The outline of this 80 m² structure, which we have labelled BA, was still visible when we came back to the site in 2007. Intensive cleaning of the interior produced quite a few loom weights, both in terracotta and stone, as well as bronze needles but most of the interior partitions had disappeared, however, although part of a terracotta panelled floor was preserved. This may have been a fire place since it is repeated in other nearby structures. The entrance to this building seems to have been from the southwest. Excavation of the surrounding area, however, revealed a basement room to the southeast, dug out in the bedrock, and smaller compartments added to the east wall of the square structure. All the material collected is Neopalatial, with perhaps a LM IA and LM IB sequence present in the basement room. This same room contained a fill comprising much marine fauna. The room communicates via a trough with two hollows (a gourna in Greek or auge double as they are called in Malia) with the higher compartment to the northeast. The spaces next to this also have troughs incorporated in their wall structures. They further contained quite a few loomweights, stone tools as well as pottery (especially cups). The combination of troughs and finds may suggest that this was a textile workshop.
North of Building BA are the remains of Building BC which was a relatively small rectangular structure of ca. 50 m², comprising only six rooms and accessible via the northeast. The rooms were found packed with massive fills of domestic pottery including cups, tripod cooking pots, pithoi and basins as well as many stone tools, all Neopalatial. One room also had a wine press. A few surprising discoveries were also made in this building, however. Two of its rooms (2.6 & 2.8) also comprised intra muros burials of neonates within a special pyxis-like vase, also of Neopalatial date. And two other rooms (2.10 & 2.11) had each a small limestone human figure, quite similar to the Cycladic marble figurines of the Early Bronze Age. This too seems to be a practice also attested at nearby Neopalatial Malia. Since the building was abandoned we wonder whether these idols reflect some special closing rite. Room 2.10 also had a small terracotta panel floor as did Building BA. The north wall of the building is damaged – probably by the Italian soldiers who recycled its blocks for the construction of a guard hut which can still be seen immediately to the north, on the lower terrace where the cemetery is located.

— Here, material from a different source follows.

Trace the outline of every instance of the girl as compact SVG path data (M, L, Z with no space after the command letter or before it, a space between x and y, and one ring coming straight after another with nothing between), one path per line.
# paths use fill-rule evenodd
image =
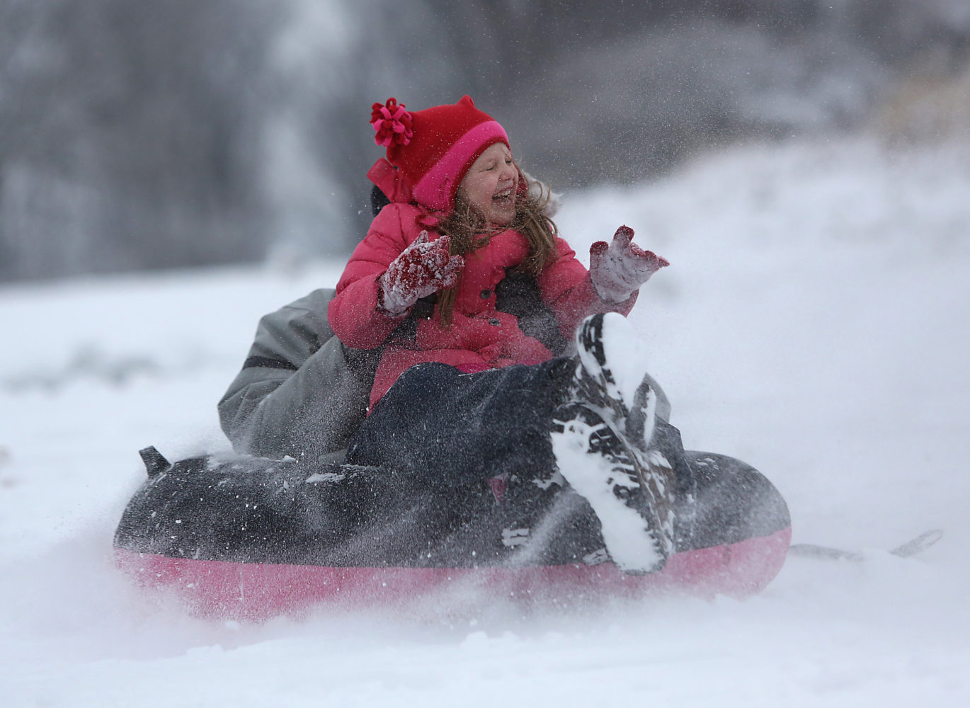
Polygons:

At some point, Buildings BA and BC seem to have formed a single unit and rooms were inserted so that a court, protected from the northwest winds, was formed. The spaces added and especially room 2.12 comprised a dense fire destruction deposit – the only one in this Quarter – with several vases, including a decorated large storage stirrup jar and a finely carved blossom bowl. This destruction can be dated to Late Minoan IB, the same which struck the entire island around 1450 BC, and illustrated by another deposit in the basement of Building CD on the summit of the hill. West of Buildings BA and BC are the remains of other structures that have not been explored.
Further south and higher up the slope are the remains of yet another imposing structure of which unfortunately only the terrace wall is preserved, Building BB. It was founded on redeposited Protopalatial material but nothing was found within. It is probably contemporary to the other structures on the middle terrace. Thus far, no earlier nor later than Neopalatial occupation has been identified on this middle terrace and all buildings represent new foundations. It is likely that more such simple structures occupy the terrace between the cemetery and the summit.